Putin Playing Expensive Geopolitics in Africa while Russians Suffer Cutbacks at Home, Rybakov Says


Paul Goble

            Staunton, October 24 – For the amount of debt relief Vladimir Putin is prepared to give African countries to curry favor with them, Moscow economist Natalya Zubarevich says, he could provide funds for hard-pressed Russians equal to the entire annual budget of much “optimized,” that is, cut, health care of the country’s regions.

            In citing Zubarevich’s figures, Nikolay Rybakov, deputy head of the opposition Yabloko Party, notes that once again, as in Soviet times, the Kremlin is “spending billions” on geopolitics; and the supreme leader has forgotten he heads a country where two-thirds of the population is at the brink of poverty or over it” (echo.msk.ru/blog/nikolayrybakov/2525423-echo/).

            Indeed, the Yabloko leader continues, Russia today is a country of crumbling roads, housing and other infrastructure and “where all the territory beyond Moscow’s ring road reminds one of Burundi or Sierra Leone.”  But Russia’s leader wants to spend money not on solving Russian problems but competing with other powers over countries far away.

            And history suggests, Rybakov says, that Moscow won’t succeed in buying friends in Africa. They will still look to the US, the EU and China whose economies will allow them to do more for and in Africa. All this Putin largesse will do is further impoverish and ultimately enrage the Russian people.
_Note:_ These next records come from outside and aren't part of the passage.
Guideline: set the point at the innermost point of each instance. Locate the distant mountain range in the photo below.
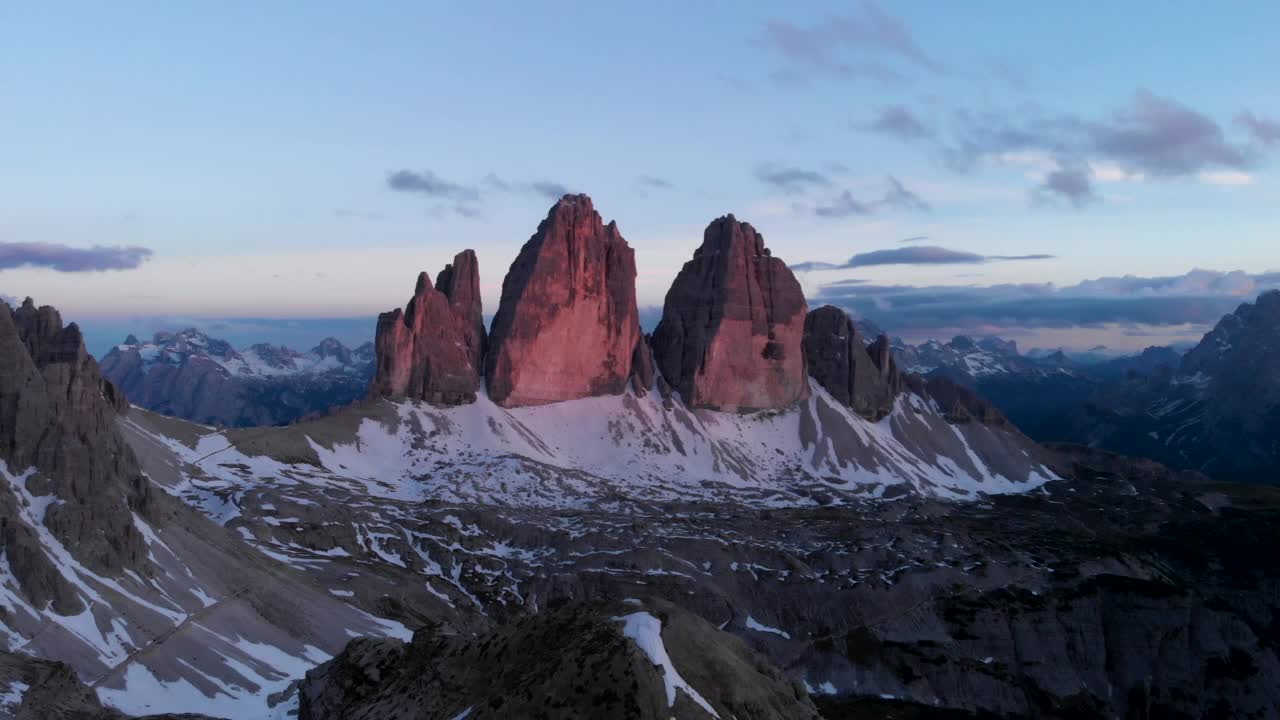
(1215, 408)
(196, 377)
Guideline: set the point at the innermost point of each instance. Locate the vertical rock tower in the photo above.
(732, 326)
(433, 349)
(567, 324)
(840, 361)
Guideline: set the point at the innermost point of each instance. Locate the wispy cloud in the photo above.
(1152, 136)
(432, 185)
(842, 206)
(466, 199)
(899, 122)
(899, 196)
(913, 255)
(791, 180)
(1264, 130)
(846, 204)
(1072, 183)
(653, 182)
(846, 46)
(67, 259)
(549, 190)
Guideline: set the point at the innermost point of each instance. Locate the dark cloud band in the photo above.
(67, 259)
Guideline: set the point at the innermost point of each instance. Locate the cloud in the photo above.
(846, 46)
(1152, 136)
(1264, 130)
(432, 185)
(899, 122)
(465, 200)
(452, 197)
(791, 180)
(548, 188)
(914, 255)
(896, 197)
(842, 206)
(1225, 177)
(67, 259)
(903, 199)
(1070, 183)
(1200, 297)
(652, 182)
(1164, 137)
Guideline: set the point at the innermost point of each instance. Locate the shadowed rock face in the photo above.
(732, 326)
(572, 660)
(567, 324)
(432, 350)
(839, 360)
(56, 417)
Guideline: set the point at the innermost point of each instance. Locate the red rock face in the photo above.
(732, 326)
(432, 350)
(567, 324)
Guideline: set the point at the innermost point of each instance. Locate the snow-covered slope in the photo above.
(621, 449)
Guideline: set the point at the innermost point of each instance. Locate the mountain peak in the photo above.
(567, 324)
(432, 350)
(732, 324)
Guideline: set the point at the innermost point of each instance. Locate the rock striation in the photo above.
(732, 326)
(567, 324)
(837, 358)
(433, 349)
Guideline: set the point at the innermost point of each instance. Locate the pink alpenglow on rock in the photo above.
(433, 349)
(567, 324)
(732, 326)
            Other opposition figures, commentators, and bloggers make similar points, that Moscow is impoverishing Russians without any real chance of achieving the Kremlin’s long-term goals if indeed it has any. The Kasparov portal provides a remarkable collection of these (kasparov.ru/material.php?id=5DB2A42A01C6E).

            This response to Putin’s actin is significant for three reasons. First, when people in any country begin discussing foreign policies in terms of their costs for people at home, those policies do not have much support, however much ballyhooed they may be in the media and political establishment.
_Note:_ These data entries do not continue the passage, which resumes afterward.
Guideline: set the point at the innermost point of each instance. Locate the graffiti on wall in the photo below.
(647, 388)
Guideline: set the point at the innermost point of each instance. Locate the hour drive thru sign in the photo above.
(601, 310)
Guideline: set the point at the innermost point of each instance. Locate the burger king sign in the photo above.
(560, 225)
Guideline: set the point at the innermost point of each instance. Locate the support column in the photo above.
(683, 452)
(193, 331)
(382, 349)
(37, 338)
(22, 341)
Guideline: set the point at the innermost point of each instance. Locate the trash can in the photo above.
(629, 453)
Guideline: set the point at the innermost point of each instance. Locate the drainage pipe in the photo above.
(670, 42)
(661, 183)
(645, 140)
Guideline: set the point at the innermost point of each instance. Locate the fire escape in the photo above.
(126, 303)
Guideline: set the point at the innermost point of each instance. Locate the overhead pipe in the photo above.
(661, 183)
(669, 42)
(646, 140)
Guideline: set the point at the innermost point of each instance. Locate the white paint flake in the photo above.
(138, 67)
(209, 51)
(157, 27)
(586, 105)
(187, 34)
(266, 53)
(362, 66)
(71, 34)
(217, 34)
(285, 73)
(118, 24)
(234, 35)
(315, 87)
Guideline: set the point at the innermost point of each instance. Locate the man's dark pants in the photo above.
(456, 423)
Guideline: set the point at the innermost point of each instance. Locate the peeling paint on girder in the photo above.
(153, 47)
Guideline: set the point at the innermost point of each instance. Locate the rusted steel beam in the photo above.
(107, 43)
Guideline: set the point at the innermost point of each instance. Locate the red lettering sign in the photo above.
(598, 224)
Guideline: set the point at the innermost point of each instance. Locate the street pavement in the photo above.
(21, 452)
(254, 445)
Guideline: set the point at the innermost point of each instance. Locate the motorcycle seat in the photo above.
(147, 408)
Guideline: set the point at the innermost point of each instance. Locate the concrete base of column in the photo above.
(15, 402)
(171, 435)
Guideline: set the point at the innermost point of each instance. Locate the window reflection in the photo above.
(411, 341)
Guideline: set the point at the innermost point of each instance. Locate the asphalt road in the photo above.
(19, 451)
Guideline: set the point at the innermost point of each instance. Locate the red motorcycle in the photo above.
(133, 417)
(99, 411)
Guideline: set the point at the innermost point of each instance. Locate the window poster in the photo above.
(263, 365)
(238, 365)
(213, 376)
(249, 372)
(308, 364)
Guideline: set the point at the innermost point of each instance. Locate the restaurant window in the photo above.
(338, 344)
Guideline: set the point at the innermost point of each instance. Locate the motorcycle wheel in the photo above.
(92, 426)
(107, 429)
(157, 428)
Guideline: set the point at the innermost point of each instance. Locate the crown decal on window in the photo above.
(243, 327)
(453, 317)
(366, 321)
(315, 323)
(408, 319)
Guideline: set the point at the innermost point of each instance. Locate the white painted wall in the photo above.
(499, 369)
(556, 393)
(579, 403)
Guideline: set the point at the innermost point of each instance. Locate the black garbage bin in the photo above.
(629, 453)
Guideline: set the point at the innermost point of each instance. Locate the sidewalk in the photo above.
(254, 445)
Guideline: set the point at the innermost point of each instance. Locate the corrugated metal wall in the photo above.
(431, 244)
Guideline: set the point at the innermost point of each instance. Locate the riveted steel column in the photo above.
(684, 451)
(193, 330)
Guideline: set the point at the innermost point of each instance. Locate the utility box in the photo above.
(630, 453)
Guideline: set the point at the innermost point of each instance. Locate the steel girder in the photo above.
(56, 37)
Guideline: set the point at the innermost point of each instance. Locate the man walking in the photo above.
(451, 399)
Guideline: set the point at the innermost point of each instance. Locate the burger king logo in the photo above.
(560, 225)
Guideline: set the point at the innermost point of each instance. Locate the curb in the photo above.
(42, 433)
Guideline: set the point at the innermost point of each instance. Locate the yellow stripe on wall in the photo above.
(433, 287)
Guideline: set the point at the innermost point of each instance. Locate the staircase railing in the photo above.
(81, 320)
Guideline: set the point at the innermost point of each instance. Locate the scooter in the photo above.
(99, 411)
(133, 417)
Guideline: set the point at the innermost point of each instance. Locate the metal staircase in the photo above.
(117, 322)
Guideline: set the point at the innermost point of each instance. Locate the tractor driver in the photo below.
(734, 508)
            Second, the costs of actions abroad are especially infuriating to the population when a country’s leaders insist there is no money available for domestic needs, something the Putin regime has been arguing for almost a decade even as it has continued t enrich itself and its immediate supporters.

            And third, when the costs of a foreign policy are so publicly proclaimed, it is hard for anyone t ignore them. Had Putin talked about debt relief but not given a number, there would have been less outrage, but by offering one, he unwittingly invited them, even as he displayed his lack of concern and even contempt for the Russian people.